The project aimed at navigation of a quadcopter in AirSIM where the control policy was learned using DQN algorithm with depth image as input to the policy. The quadcopter learned to navigate in an urban environment to reach the destination point. We trained the policy for two cases: 2D and 3D action space to compare the performance. A paper summarising the work was published at IEEE AUTEEE.

Quadcopter training to navigate in AirSIM environment

Network Architecture

A CNN based network was used as our RL policy where the input to the network was depth image of the front view of the quadcopter. For the 2D action space, there were three final outputs of the network - straight, yaw left and yaw right. While for the 3D action space, there were six - straight, yaw left, yaw right, move up, move down and pass(do nothing).

Network Architecture

Rewards

The reward was set up such that the target position reaching for the drone is encouraged. While for collision, a reward of -100 is given. For our destination a curb limit of 400 was set i.e. if the drone takes more than 400 steps to reach the goal then a reward of -100 is given. Finally, reaching the goal before 400 steps, gives a reward of +100. Reward setting for both 2D and 3D cases have been discussed in the paper in depth.

Results

The quadcopter learned to navigate in 2D and 3D action space to reach the final destination position.

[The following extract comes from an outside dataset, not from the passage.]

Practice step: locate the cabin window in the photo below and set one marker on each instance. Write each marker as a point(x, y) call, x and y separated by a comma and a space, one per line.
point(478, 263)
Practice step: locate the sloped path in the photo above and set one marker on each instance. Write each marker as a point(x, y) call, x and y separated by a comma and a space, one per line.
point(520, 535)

The trained DQN policy was then tested in AirSIM. A detailed analysis of the results and training of the RL agent has been discussed in the paper.

Obstacle avoidance: (a) The house is in the way of the quadcopter so (b) it slows down and (c) starts initiating the turn to avoid the collision. (d) Finally, the turn is accomplished and (e) the quadcopter starts moving along the house (f) until it reaches the end where it will move back to its original direction.